Main photo: A carriage house at a property on Aspdin Road. Committee approved two apartments for the structure; one will house a family member and one will be used as a long-term rental, according to the applicants. (Town of Huntsville)
With pressure mounting over the lack of housing in the community, certain regulations may need to be re-examined such as the number of units and locations where additional housing can be created.
At its October meeting, Huntsville’s planning committee heard that due to massing and compatibility issues with provincial policy and both the Huntsville and District official plans, anyone wanting to create rental housing on their property is only allowed to have one ancillary dwelling unit within their house and one in an accessory structure such as a garage.
Committee also heard that Mike and Christine Degazio purchased a home on Aspdin Road approximately five years ago, which contained a carriage house and what they later found out was an illegal apartment.
Christine told committee they were hoping to house her mother in the apartment on the lower floor of the carriage house and create another rental apartment in the space above.
Wayne Simpson, planning consultant for the applicants, told committee that when they realized that planning staff would be recommending that the application to recognize both apartments be denied, the applicants agreed to amend their application to have just one apartment recognized.
“So we made the application seeking to take advantage of the apartment space that is in the lower level of the building and requested a second possibility, that the upper space which is drywalled and insulated and suitable for an apartment but not fitted in that manner could be used as well. Staff and the District planners commented that they thought two units was inappropriate and may be contrary to the Official Plan and my clients accept that reasoning although I… somewhat disagree with it because I don’t think the intention of the province is to cap the number of secondary units,” he said, adding that the municipality may want to investigate the issue in future, particularly with respect to initiatives such as the possibility of creating tiny homes in rural areas.
Councillors Bob Stone and Jason FitzGerald both noted that more rental housing is needed in the community and the space seemed adequate. They moved to approve the two apartments. Huntsville Mayor Karin Terziano expressed concern about going against all regulations while Councillor Jonathan Wiebe said he would agree to approve both apartments provided none of them is used as a short-term rental business.

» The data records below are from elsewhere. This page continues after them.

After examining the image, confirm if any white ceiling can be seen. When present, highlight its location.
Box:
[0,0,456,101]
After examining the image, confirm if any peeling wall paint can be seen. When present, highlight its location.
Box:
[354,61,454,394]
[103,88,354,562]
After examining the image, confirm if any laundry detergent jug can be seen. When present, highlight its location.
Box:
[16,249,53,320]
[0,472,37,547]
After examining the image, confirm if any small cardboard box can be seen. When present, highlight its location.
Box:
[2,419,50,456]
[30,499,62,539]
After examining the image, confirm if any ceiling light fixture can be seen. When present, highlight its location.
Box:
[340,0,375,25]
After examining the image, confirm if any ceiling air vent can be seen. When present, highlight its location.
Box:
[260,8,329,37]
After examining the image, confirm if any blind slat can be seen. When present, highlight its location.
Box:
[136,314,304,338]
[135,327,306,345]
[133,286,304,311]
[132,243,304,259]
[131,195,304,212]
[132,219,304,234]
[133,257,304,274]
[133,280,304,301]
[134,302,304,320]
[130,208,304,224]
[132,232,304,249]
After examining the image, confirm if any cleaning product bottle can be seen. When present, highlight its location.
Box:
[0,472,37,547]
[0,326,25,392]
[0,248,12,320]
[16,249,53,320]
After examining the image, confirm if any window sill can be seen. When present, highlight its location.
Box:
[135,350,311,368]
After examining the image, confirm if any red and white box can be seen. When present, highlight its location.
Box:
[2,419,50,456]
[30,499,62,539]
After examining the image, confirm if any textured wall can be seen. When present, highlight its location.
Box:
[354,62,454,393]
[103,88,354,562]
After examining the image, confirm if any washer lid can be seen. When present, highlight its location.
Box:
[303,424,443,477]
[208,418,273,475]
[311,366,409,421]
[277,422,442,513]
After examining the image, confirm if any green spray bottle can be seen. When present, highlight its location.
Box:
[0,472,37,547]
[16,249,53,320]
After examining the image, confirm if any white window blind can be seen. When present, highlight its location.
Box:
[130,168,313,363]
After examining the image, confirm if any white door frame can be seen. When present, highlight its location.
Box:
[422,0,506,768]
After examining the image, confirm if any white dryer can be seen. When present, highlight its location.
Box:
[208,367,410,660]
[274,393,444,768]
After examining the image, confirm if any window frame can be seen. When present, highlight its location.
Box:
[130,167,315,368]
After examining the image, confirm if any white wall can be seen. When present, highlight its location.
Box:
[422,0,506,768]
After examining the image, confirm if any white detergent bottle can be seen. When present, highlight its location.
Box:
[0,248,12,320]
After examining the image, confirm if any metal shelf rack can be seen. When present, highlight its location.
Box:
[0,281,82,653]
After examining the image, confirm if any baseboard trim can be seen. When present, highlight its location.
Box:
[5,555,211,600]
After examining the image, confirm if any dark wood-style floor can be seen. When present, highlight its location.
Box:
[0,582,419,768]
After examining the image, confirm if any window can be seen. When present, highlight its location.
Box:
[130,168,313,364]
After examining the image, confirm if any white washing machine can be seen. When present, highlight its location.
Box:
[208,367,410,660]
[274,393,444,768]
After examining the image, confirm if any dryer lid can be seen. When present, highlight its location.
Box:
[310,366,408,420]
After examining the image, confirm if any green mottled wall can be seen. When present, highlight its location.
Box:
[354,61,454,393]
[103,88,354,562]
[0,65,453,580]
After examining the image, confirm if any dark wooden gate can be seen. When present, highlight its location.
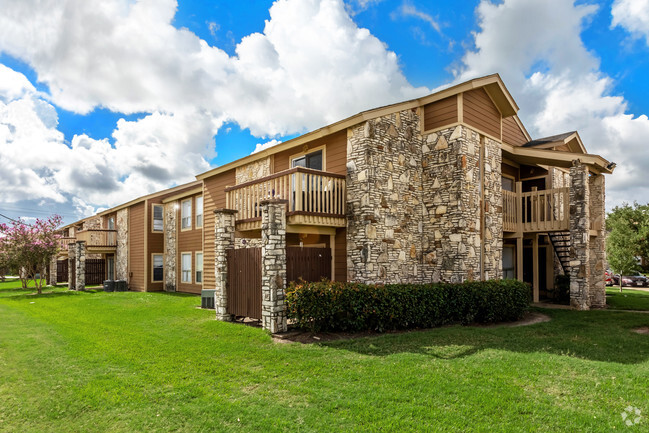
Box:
[227,248,261,320]
[286,247,331,283]
[86,259,106,285]
[56,259,68,283]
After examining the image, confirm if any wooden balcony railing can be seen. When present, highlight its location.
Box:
[225,167,347,221]
[503,188,570,233]
[77,229,117,248]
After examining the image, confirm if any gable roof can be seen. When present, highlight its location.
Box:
[196,74,518,180]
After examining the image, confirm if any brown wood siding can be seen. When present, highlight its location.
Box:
[273,130,347,175]
[204,169,236,289]
[424,95,458,131]
[503,116,527,146]
[146,197,164,292]
[176,194,202,294]
[128,202,145,292]
[334,228,347,282]
[463,88,500,139]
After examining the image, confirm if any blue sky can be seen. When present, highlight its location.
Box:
[0,0,649,222]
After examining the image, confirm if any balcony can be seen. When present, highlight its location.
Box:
[76,229,117,253]
[225,167,347,231]
[503,188,570,233]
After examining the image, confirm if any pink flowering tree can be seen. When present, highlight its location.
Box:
[0,215,62,294]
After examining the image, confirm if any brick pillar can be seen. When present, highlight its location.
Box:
[570,160,588,310]
[68,244,77,290]
[162,201,178,292]
[214,209,237,322]
[75,241,86,290]
[588,174,606,308]
[260,200,287,334]
[47,256,58,286]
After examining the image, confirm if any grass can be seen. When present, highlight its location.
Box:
[0,278,649,432]
[606,287,649,311]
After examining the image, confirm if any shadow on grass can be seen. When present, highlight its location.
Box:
[320,310,649,364]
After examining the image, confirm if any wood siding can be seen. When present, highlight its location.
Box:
[204,169,236,289]
[128,202,146,292]
[176,194,202,295]
[146,197,164,292]
[424,95,458,131]
[463,88,501,140]
[503,116,527,146]
[272,131,347,175]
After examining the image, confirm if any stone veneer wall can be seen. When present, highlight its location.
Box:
[235,156,272,185]
[259,200,287,334]
[163,201,178,292]
[115,208,128,281]
[347,110,502,283]
[570,160,588,310]
[588,174,608,308]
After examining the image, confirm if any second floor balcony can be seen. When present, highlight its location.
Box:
[225,167,347,231]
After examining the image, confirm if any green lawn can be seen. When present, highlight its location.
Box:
[0,278,649,432]
[606,287,649,311]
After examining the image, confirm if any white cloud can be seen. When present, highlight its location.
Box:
[611,0,649,45]
[455,0,649,209]
[251,139,281,155]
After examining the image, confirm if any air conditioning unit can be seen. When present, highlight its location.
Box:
[201,289,216,310]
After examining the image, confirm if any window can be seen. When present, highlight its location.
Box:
[152,254,164,281]
[196,253,203,284]
[503,245,516,280]
[180,253,192,283]
[153,204,164,232]
[293,150,322,170]
[180,198,192,229]
[196,196,203,227]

Councillor Dan Armour wanted to know that the apartments were to building code and that the septic system could sustain an additional four bedrooms as each apartment would have two bedrooms. Staff told him that if the committee approved the application that those issues would be addressed by the building department.
In the end, the majority of the committee voted in favour of recognizing the two apartments with Terziano voting against it.
In a follow-up email from director of planning Kirstin Maxwell, she indicated that the legislation would be examined.
“I believe it is mainly to do with intensification in the urban context, as in urban centres there is not a lot of room to add additional units in accessory buildings. In our rural context it is somewhat different. I would agree that we also don’t want to see rural areas being developed to the same extent as our urban areas with full municipal services. It is definitely something that we and the District will be exploring with the province,” she noted.